Need some culinary expertise, and you guys are the right group to ask, I am looking for a home fryer to use basically for fries, cheese sticks, chicken wings etc. Since I have seen some of the reviews from the vendors, I decided to ask some actual users. Thanks again.

Best Regards,
Cesar

Comments

  • Mickey
    Mickey Posts: 19,669
    Found a high sided thick pot with a temp gadge works best for me. Fill about half full or a little higher and if you have a basket even the better.
    The bought home fryers just do not get hot enough for me. Like fish I want 400 and they (the ones i have had) only get to 375.
    Salado TX & 30A  FL: Egg Family: 3 Large and a very well used Mini, added a Mini Max when they came out (I'm good for now). Plus a couple Pit Boss Pellet Smokers.   

  • highpress
    highpress Posts: 694
    I've got the probably one of the cheapest models you can get. It's a Frydaddy from wal-mart. It works for what your asking. Kind of messy, you'll get splatter on the counter. We don't use it very often, so that's not a big deal. It's nice to be able to fry food every now and then. It's small so when done we just keep it on top the fridge. If your going to be using it 2 or 3 times a week, i'd probably go with something nicer. This is just a basic pot that heats and holds oil.
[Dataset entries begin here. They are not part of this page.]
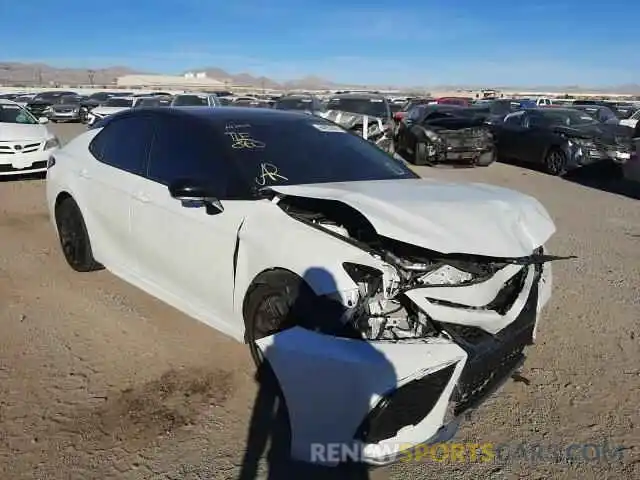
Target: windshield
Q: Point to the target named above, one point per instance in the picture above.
(568, 117)
(148, 102)
(190, 101)
(376, 107)
(119, 102)
(69, 100)
(100, 96)
(16, 114)
(301, 151)
(294, 104)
    Here's a tip: it comes with a plastic cover to seal the unit when not in use. do NOT forgot to remove the cover when you plug it in. When you return 10 mins later your oil will look like a tar pit. Don't ask me how i know this. :laugh:
  • 'Q Bruddah
    'Q Bruddah Posts: 739
    Cast Iron Dutch Oven fits this decription to a "T" and is so much more versatile than any single purpose fryer. Just make sure to add the thermometer.
  • highpress
    highpress Posts: 694
    Mickey,
    you save your oil after you're done cooking with it?
  • ResQue
    ResQue Posts: 1,045
    Cast iron DO and oil.
  • ResQue
    ResQue Posts: 1,045
    Jumping in here...As long as you don't burn something in the oil or reach temps higher than the smoking point specific to the oil you are using, you are good. You can buy a siphon that has a filter to clean the particles out of the oil as well. I reuse oil all the time.
  • Mickey
    Mickey Posts: 19,669
    Should but don't on the oil.
    Now if I was going to use it the next couple of days then that is different.
    Salado TX & 30A  FL: Egg Family: 3 Large and a very well used Mini, added a Mini Max when they came out (I'm good for now). Plus a couple Pit Boss Pellet Smokers.   

  • Ripnem
    Ripnem Posts: 5,511
    Cesar,

    We finally found one that seems to be perfect. It's made by T-fal and is the Emeril model. It has no problem getting the oil to temp in short order. For me, the coolest thing about it is the oil storage container that is integral and the unit will not only empty itself, when cool enough, but filter the oil at the same time. For me that makes all the difference, because I HATED having to deal with the dirty oil, filters, containers, storage...to the point I just never fried anything. It's also stainless and all but the heating element can go in the dishwasher. ;)

    http://www.bedbathandbeyond.com/product.asp?sku=14289313

    Not a bad price either
  • highpress
    highpress Posts: 694
    I normally save it. That's one of the advantages of using a dedicated fryer... Course you could just pour it in a container if you were using a DO or a pot. I'm to cheap to fill with fresh oil!
  • Mud Pig
    Mud Pig Posts: 489
    I use a deep fryer that I got as a wedding present. It was the only thing on the registry that came from William Sonoma. It was something like $300 but it works amazing. I've rused both dial and electric display deep fryers. The ones with electronic displays were you set the temp exactly to were you want it are always nicer.

    Check out William Sonoma, they always have cool stuff.
  • ranger ray
    ranger ray Posts: 812
    i use a huge stock pot( restaurant style)..... don't know how many quarts( sorry).... the high sides prevent the oil from frothing over....keeps the stove clean.... i put about three inches of oil( the sides are about 24 inches high)... i like to jack up the temps to almost flash point before putting in the fries/wings etc.... it soo easy it's sublime..... plus i can use it for other things too...rr
  • ranger ray wrote:
    i use a huge stock pot( restaurant style)..... don't know how many quarts( sorry).... the high sides prevent the oil from frothing over....keeps the stove clean.... i put about three inches of oil( the sides are about 24 inches high)... i like to jack up the temps to almost flash point before putting in the fries/wings etc.... it soo easy it's sublime..... plus i can use it for other things too...rr

    Cast iron Dutch Oven with a good thermo!!! That's all you need. Last week America's Test Kitchen had a segment on fryers and basicly said most are CRAP...even the high end ones! I just pour my oil into a wide mouth funel with cheesecloth for the debris. WORKS just great.
  • rosros
    rosros Posts: 408
    Be sure and get a flash fryer. These have super fast recovery rate...so when you dump the cold ingredients into the fryer, the oil temp does not drop too much. This keeps the food from becoming satuated with oil. HSN always has a few.